Objective: Tongxinluo (TXL) has been shown to decrease myocardial necrosis after ischemia/reperfusion (I/R) by simulating ischemia preconditioning (IPC). However, the core mechanism of TXL remains unclear. This study was designed to investigate the key targets of TXL against I/R injury (IRI) among the cardiac structure-function network.
Materials and methods: To evaluate the severity of lethal IRI, a mathematical model was established according to the relationship between myocardial no-reflow size and necrosis size. A total of 168 mini-swine were employed in myocardial I/R experiment. IRI severity among different interventions was compared and IPC and CCB groups were identified as the mildest and severest groups, respectively. Principal component analysis was applied to further determine 9 key targets of IPC in cardioprotection. Then, the key targets of TXL in cardioprotection were confirmed.
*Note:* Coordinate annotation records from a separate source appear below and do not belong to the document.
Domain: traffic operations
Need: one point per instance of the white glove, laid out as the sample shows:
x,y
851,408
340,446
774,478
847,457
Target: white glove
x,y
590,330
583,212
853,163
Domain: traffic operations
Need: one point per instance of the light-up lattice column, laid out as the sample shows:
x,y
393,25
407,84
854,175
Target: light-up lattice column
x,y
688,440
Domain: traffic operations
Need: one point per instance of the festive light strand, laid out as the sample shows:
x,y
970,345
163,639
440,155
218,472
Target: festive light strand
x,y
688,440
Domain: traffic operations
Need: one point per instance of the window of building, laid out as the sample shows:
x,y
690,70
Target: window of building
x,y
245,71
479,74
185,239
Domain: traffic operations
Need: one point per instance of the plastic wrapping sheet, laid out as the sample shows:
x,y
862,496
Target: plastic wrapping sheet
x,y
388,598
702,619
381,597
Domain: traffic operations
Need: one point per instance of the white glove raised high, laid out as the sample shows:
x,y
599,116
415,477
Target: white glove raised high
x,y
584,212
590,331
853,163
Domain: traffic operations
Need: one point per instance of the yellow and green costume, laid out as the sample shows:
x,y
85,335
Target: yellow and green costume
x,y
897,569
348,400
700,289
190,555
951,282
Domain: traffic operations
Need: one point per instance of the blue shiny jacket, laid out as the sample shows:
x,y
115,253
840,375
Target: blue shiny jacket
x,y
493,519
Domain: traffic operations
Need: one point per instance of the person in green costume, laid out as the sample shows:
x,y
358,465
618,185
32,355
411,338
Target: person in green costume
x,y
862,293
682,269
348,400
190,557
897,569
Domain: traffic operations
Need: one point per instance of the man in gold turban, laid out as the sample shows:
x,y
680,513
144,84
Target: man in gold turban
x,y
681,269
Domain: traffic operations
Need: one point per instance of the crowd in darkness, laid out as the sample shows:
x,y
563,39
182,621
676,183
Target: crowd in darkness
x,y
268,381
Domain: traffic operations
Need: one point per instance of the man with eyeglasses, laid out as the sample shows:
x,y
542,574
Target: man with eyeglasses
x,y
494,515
Results: Necrosis size and no-reflow size fit well with the Sigmoid Emax model. Necrosis reduction space (NRS) positively correlates with I/R injury severity and necrosis size (R2=0.92, R2=0.57, P<0.01, respectively). Functional and structural indices correlate positively with NRS (R2=0.64, R2=0.62, P<0.01, respectively). TXL recovers SUR2, iNOS activity, eNOS activity, VE-cadherin, β-catenin, γ-catenin and P-selectin with a trend toward the sham group. Moreover, TXL increases PKA activity and eNOS expression with a trend away from the sham group. Among the above nine indices, eNOS activity, eNOS, VE-cadherin, β-catenin and γ-catenin expression were significantly up-regulated by TXL compared with IPC (P>0.05) or CCB (P<0.05) and these five microvascular barrier-related indices may be the key targets of TXL in minimizing IRI.
Conclusions: Our study underlines the lethal IRI as one of the causes of myocardial necrosis. Pretreatment with TXL ameliorates myocardial IRI through promoting cardiac microvascular endothelial barrier function by simulating IPC.